DedupeWhitespace removes any duplicate whitespace from the string and replaces it with a single space. If ignoreNewlines == true then \n is ignored.

func Equal ¶

func Equal(a, b []byte) bool

Equal reports whether a and b are the same length and contain the same bytes. A nil argument is equivalent to an empty slice.

func HashStrBytes ¶

func HashStrBytes(sep []byte) (uint32, uint32)

HashStrBytes returns the hash and the appropriate multiplicative factor for use in Rabin-Karp algorithm.
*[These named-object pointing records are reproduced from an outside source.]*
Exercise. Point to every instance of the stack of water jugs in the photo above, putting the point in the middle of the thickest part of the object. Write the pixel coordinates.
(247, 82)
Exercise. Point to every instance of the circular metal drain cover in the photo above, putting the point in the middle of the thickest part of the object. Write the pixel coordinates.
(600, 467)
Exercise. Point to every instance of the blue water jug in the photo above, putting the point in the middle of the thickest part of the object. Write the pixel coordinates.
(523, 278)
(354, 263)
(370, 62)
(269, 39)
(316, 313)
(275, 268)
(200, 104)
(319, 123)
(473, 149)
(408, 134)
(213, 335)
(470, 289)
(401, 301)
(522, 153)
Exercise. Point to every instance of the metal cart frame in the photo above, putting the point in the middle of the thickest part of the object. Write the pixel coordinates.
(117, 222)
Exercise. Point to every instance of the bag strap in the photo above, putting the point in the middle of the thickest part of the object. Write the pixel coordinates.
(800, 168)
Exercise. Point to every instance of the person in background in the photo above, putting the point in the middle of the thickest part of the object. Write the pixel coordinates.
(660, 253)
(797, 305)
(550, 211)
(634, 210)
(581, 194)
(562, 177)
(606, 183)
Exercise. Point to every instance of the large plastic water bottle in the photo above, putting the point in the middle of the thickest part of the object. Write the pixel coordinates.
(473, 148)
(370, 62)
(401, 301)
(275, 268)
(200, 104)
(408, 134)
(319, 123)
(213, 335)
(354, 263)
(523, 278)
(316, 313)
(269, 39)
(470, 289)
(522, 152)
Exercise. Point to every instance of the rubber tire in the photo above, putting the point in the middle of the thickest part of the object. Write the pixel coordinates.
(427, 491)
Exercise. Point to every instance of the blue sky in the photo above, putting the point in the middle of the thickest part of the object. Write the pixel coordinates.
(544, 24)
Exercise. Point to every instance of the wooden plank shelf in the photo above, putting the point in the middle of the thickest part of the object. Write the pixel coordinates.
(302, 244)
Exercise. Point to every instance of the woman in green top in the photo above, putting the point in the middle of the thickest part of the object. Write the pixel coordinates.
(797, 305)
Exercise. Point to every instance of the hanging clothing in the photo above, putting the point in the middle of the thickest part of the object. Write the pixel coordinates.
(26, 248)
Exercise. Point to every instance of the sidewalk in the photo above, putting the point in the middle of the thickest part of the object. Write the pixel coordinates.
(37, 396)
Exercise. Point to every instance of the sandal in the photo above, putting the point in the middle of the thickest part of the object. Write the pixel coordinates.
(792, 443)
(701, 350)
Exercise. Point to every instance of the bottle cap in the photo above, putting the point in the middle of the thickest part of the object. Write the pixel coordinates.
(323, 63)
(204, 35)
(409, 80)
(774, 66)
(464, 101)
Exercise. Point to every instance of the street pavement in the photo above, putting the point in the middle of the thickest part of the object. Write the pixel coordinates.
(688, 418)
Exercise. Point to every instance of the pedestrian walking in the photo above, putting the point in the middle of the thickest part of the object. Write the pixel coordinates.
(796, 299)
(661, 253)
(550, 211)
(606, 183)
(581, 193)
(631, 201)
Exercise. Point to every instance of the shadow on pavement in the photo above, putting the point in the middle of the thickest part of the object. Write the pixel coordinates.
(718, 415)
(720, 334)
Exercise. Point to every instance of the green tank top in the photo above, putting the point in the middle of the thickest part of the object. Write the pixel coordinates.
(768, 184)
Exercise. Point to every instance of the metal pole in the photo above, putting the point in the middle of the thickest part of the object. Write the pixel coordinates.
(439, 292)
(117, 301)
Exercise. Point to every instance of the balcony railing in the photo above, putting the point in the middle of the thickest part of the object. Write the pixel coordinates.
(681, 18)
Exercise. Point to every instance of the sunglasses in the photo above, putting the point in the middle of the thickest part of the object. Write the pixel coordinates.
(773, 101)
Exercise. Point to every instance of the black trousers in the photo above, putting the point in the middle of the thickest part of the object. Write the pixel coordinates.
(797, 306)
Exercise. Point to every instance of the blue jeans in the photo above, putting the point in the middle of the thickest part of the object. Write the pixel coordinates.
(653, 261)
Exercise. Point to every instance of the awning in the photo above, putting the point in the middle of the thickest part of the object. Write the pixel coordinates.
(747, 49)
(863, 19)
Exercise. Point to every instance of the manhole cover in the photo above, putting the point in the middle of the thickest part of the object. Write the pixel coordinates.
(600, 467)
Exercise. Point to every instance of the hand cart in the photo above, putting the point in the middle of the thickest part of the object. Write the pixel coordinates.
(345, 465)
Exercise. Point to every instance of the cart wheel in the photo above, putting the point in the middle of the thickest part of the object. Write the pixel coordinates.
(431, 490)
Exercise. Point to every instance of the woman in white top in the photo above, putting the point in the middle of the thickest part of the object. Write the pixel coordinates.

func IndexRabinKarpBytes ¶

func IndexRabinKarpBytes(s, sep []byte) int

IndexRabinKarpBytes uses the Rabin-Karp search algorithm to return the index of the first occurrence of substr in s, or -1 if not present.

func IsASCIIAlpha ¶

func IsASCIIAlpha(c byte) bool

func IsASCIIPrintable ¶

func IsASCIIPrintable(s string) bool

IsASCIIPrintable checks if s is ascii and printable, aka doesn't include tab, backspace, etc.

func IsASCIISpace ¶

func IsASCIISpace(c byte) bool

IsASCIISpace tests for the most common ASCII whitespace characters:

' ', '\t', '\n', '\f', '\r', '\v'

This excludes all Unicode code points above 0x007F.

The C language defines whitespace characters to be "space, horizontal tab, new-line, vertical tab, and form-feed."

func IsAlphaNum ¶

func IsAlphaNum(c byte) bool

IsAlphaNum reports whether the byte is an ASCII letter, number, or underscore

func IsAlphaNumSwitch ¶

func IsAlphaNumSwitch(c byte) bool

func IsAlphaNumUnder ¶

func IsAlphaNumUnder(c byte) bool

func IsDigit ¶

func IsDigit(c byte) bool

func IsDigitSingleOP ¶

func IsDigitSingleOP(c byte) bool

IsDigitSingleOP uses a single operation instead of the standard a << c && c << b form Another good example: very common thing is if(x >= 1 && x <= 9) which can be done as if( (unsigned)(x-1) <=(unsigned)(9-1)) Changing two conditional tests to one can be a big speed advantage; especially when it allows predicated execution instead of branches. I used this for years (where justified) until I noticed abt 10 years ago that compilers had started doing this transform in the optimizer, then I stopped. Still good to know, since there are similar situations where the compiler can't make the transform for you. Or if you're working on a compiler.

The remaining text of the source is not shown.